Now you may be already guessing it - using the method **tail(n)** you can display last **n** rows of the data, try this also...

In [None]:
data.tail(5)

## Transform the data

Usually you are interested in finding the highest or lowest values - so you have guessed right. There is also a possibility to sort :) Using the method **sort_values(column_name)** you can sort_values by the specified column in the ascending order. 
For full list of parameters including how to change the sorting order, check the [documentation for sort_values()](https://pandas.pydata.org/docs/reference/api/pandas.DataFrame.sort_values.html).
You will probably say - but this I can do also in Excel - true but remember Excel has limits and predefined possibilities, Python is limitless, and even if you are ever missing something you can write your own library and publish it as FOSS component :)
So lets sort on column **Deliveries number**, try it...

In [None]:
data.sort_values("Deliveries number")

Using the method **groupby(column_name)** ( [groupby-docs](https://pandas.pydata.org/pandas-docs/stable/reference/api/pandas.DataFrame.groupby.html) ) we can groupby and later aggregate the data on a specified column such as **count()** ( [groupby-count-docs](https://pandas.pydata.org/docs/reference/api/pandas.core.groupby.GroupBy.count.html) ) to count the number of records per each group or **sum()** ( [groupby-sum-docs](https://pandas.pydata.org/pandas-docs/stable/reference/api/pandas.core.groupby.GroupBy.sum.html) ) to sum the values in each group. 
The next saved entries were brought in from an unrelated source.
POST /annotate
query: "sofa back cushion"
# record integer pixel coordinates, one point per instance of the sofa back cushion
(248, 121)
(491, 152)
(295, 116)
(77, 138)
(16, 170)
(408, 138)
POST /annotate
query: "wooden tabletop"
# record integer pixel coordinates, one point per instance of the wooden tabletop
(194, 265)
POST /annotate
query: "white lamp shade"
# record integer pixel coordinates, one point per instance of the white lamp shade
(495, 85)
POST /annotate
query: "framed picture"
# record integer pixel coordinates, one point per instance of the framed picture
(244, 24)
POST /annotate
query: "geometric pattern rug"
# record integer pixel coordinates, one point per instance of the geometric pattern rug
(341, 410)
In the below example we will use the **sum()** aggregation method to sum the number of delivered cars in the last five years for each car brand.

In [None]:
data.groupby("Car brand").sum()[['Deliveries number']]
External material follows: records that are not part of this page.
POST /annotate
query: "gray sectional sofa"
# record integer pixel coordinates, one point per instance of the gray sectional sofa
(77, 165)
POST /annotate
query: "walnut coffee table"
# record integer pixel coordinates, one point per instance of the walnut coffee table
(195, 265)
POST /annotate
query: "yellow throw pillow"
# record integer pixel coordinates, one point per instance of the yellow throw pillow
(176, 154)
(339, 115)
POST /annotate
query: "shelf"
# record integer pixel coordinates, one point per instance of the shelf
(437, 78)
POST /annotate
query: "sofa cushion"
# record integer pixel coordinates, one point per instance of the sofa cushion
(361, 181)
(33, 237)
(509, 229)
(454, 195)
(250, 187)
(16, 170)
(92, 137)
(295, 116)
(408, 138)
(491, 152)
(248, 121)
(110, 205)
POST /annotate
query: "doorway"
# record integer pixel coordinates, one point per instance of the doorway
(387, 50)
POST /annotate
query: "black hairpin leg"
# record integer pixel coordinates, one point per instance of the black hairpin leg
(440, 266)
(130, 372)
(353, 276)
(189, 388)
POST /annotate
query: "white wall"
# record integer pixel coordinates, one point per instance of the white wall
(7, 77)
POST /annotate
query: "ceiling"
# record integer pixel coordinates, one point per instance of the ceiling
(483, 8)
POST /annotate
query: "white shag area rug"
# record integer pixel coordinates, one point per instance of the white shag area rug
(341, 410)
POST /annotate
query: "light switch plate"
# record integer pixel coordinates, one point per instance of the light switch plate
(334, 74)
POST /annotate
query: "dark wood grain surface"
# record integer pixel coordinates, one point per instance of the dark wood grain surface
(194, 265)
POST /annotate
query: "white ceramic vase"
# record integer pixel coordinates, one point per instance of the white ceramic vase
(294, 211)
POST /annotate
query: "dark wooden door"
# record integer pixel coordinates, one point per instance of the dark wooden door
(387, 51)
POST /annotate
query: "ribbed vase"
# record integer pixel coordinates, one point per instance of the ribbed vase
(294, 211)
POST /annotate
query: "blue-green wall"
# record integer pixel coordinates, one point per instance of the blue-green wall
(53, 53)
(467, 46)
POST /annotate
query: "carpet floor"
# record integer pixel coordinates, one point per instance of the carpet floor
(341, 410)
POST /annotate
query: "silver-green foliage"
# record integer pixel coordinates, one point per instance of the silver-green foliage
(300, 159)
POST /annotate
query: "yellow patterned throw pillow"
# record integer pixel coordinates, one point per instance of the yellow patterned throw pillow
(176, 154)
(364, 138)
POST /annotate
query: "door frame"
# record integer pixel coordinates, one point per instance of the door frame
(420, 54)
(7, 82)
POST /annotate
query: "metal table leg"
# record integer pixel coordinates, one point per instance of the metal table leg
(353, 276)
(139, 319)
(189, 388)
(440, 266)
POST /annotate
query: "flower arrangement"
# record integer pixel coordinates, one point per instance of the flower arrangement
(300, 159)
In pandas we can chain methods to get the desired result. Combining the above methods will give us the car brand with the highest number of delivered cars in the last 5 years (and yes, we were cheating a little by removing one brand we do not want to mention here - but remember they sell more units but we sell lot more quality and luxury).

In [None]:
# Notice the tail(1) at the end to get the last value as sort_values() method sorts in ascending order by default.
data.groupby("Car brand").sum().sort_values("Deliveries number")[["Deliveries number"]].tail(1)

***

## Competition Task

So congratulations - By now you know all Python & pandas commands that you will need to complete the task!
Further to make your life easier, we have already provided the code that you will need to run to prepare for the task. As in the previous case, we used pandas and API calls to retrieve and store the test data set in variable called **data_task**.
The dataset contains the number of CaaS clusters across all regions, over various periods of time. Analyze this dataset - it will help you to solve the task faster 😊

## Get the data

In [None]:
import warnings
warnings.filterwarnings('ignore')

import pandas as pd  # import pandas library for the data analysis purposes
import requests  # import requests library for getting the data from API
import io  # import the io module to convert the response to the file format known by pandas read_csv() method

# get the data with a GET request to the specific endpoint
response_task = requests.get(url="DNA_URL_HTTPS_DEV/api/task-data", 
                        headers={"Content-Type": "application/octet-stream"},
                        verify=False)
text_task = response_task.content.decode("utf-8")
data_task = pd.read_csv(io.StringIO(text_task), sep=",")
data_task

## Perform necessary transformations to get the answer

# So now finally your **Task** for the competition and a chance to win a cool AI board 😊



In [None]:
# Code for the task given above goes here.